= Denis Gargan =

Irish Catholic cleric, and educator

Denis Gargan was an Irish Catholic cleric, and educator, who served as St Patrick's College, Maynooth (Maynooth College).

==Early life and education==

Born in 1819 in County Meath, where his father Patrick Gargan was a farmer, he was educated privately then at the Diocesan School in Navan, entering Maynooth College in 1836. He was ordained to the priesthood in 1843 for service in the Diocese of Meath, and was appointed professor of metaphysics at the Irish College in Paris.

==Career==
Gargan was appointed professor of Humanity at Maynooth in 1845 and in 1859 to the chair of Ecclesiastical History. He served as vice president from 1885 to 1894, when he took up the position of president. He led the college during its centenary celebrations and was still in office at the time of his death.
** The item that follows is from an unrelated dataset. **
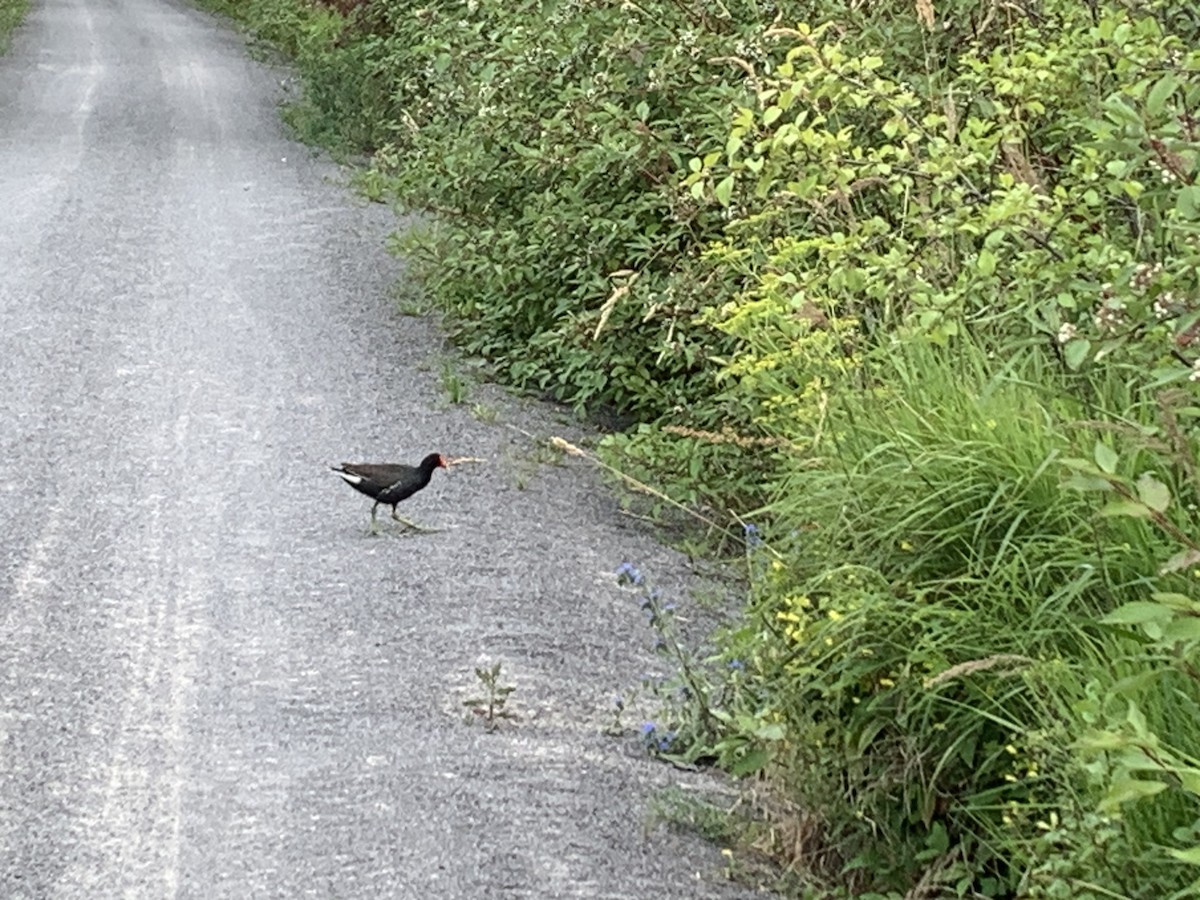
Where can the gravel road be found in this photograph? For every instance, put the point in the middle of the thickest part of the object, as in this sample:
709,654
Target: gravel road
213,683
Gargan briefly was appointed in 1863 to the parish of Duleek, Co. Meath, but resigned and returned to Maynooth.

Gargan served Vicar General of his native diocese and, upon being pointed College President was appointed Monsignor. He was a member of the Society for the Preservation of the Irish Language and the Royal Historical and Archaeological Society of Ireland.

Gargan died aged 84 on 28 August 1903, and buried on 1 September 1903.

==Publications==
- The Ancient Church of Ireland By Denis Gargan, D.D., James Duffy Ltd., Dublin, 1864.
- The charity of the church, a proof of her divinity by Cardinal Gaetano Baluffi, (Introduction by Rev. Denis Gargan), M.H. Gill and Son, Dublin, 1885.